As far as I understand, theoretical Cross Entropy Loss is taking log-softmax probabilities and output a real that should be closer to zero as the output is close to the target (https://ml-cheatsheet.readthedocs.io/en/latest/loss_functions.html#cross-entropy for reference)

Yet the following puzzles me:

>>> output=torch.tensor([[0.0,1.0,0.0]]) #Activation is only on the correct class
>>> target=torch.tensor([1])
>>> loss=torch.nn.CrossEntropyLoss()
>>> loss(output,target)
tensor(0.5514)



From my understanding, loss(output,target) should yield 0.0, since this is the textbook example of a 100% confident neural network. The formula given in https://pytorch.org/docs/stable/nn.html#crossentropyloss does not convince me on how it is strictly equivalent to the theoretical definition of cross entropy loss.

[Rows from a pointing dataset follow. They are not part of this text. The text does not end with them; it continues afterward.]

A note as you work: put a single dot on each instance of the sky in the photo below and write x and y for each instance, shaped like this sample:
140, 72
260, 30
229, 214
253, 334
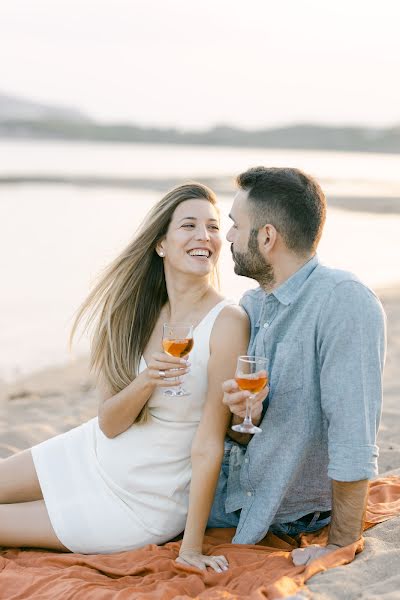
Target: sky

Is this a problem that my loss function is not equal to 0 when my model's outputs are showing 100% confidence?

• so you should be asking on stackexchange; but the point (as doc you link mentions) is that the input expected (=output in your code) are scores which then have to be passed through softmax ie pytorch is doing logloss(softmax(scores), target), where scores are the weighted sum values. – seanv507 Mar 11 '19 at 17:27

The documentation says that this loss function is computed using the logloss of the softmax of $$x$$ (output in your code). For your example, we have \begin{align} -\log\left(\frac{\exp(x_j)}{\sum_i \exp (x_i)}\right)&= -x_j+\log\left(\sum_i \exp(x_i)\right) \\ &= -1 + \log\left( \exp(0) + \exp(1) + \exp(0) \right) \\ &= 0.5514. \end{align}